Temple visits: not full

Posted on Wednesday, 3rd September 2008

I’m of the belief that the only way to kill a stomach bug is to starve it as much as possible. This seemed to have held me in reasonably good stead when I backpacked South America for five months. However, starving the bug means starving me, and I couldn’t decide which was worse – enduring the discomfort that comes from bathroom woes, especially with third world toilet facilities, or enduring the pain that comes from not eating, for I truly love to eat. However I tried to commiserate myself, searching high and low for that silver lining. “You’ll lose weight”, I told myself. “You’ll look better trying to squeeze into that bikini on Kuta Beach.”

True to my word, in the last 24 hours or so, I had subsisted on only one chocolate cookie, one packet of crisps, two coffees and two deep fried banana cakes topped with shredded processed cheese which I devoured this morning at the Buddhist temple, Borobudur. Having had a 3:30am start this morning to catch the sunrise at one of the most-visited tourist attractions in Indonesia, I was absolutely famished. I thought the cakes rather tasty, even if the cheese was a little rubbery. One of my Swiss travelling companions wasn’t too impressed however, so perhaps my taste buds had been tarnished due to my recent food deprivation.
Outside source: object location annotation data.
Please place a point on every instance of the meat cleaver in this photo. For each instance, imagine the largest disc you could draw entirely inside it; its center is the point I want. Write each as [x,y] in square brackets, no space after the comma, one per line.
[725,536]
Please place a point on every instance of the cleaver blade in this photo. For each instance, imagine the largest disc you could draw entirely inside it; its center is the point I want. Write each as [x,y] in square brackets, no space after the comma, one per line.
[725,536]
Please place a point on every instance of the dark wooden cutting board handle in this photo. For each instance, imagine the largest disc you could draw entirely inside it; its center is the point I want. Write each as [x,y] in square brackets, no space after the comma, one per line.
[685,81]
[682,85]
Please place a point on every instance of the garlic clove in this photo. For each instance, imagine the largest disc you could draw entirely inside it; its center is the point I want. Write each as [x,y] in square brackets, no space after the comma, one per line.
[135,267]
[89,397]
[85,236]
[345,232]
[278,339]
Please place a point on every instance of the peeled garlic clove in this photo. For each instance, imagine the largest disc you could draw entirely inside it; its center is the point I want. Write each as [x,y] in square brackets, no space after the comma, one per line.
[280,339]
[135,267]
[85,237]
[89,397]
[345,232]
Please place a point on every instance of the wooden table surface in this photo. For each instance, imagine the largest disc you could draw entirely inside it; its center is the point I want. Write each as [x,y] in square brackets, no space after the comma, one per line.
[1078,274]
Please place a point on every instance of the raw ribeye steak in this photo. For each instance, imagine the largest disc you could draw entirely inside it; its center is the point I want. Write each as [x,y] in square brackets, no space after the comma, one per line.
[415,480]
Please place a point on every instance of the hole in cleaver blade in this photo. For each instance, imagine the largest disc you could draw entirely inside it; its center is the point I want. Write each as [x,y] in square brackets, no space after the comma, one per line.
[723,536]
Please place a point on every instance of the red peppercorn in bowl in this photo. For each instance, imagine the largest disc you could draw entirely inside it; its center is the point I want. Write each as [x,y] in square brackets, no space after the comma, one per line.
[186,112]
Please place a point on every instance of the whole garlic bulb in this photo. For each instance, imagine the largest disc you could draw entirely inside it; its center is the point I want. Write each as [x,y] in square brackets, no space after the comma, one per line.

After Borobudur, we visited another famous Yogyakartan temple, Prambanan. On the way back from our tour, I asked my tour guide about a matter which had been perplexing me over the last week. Why was it that every time I tried to book accommodation, the standard response had always been “sorry missus, we’re full”, even if the hotel wasn’t in fact full. As an example, I told him about how when I checked into my hotel in Jakarta, I tried to extend my stay beyond the one night that I had booked, to only be told, “Sorry missus, we’re full”. Thinking this implausible in a hotel with several hundred rooms, I made my way to the internet cafe, whereupon I was able to make the reservation online instead. My guide had no explanation. “See Mister, like me, not full”.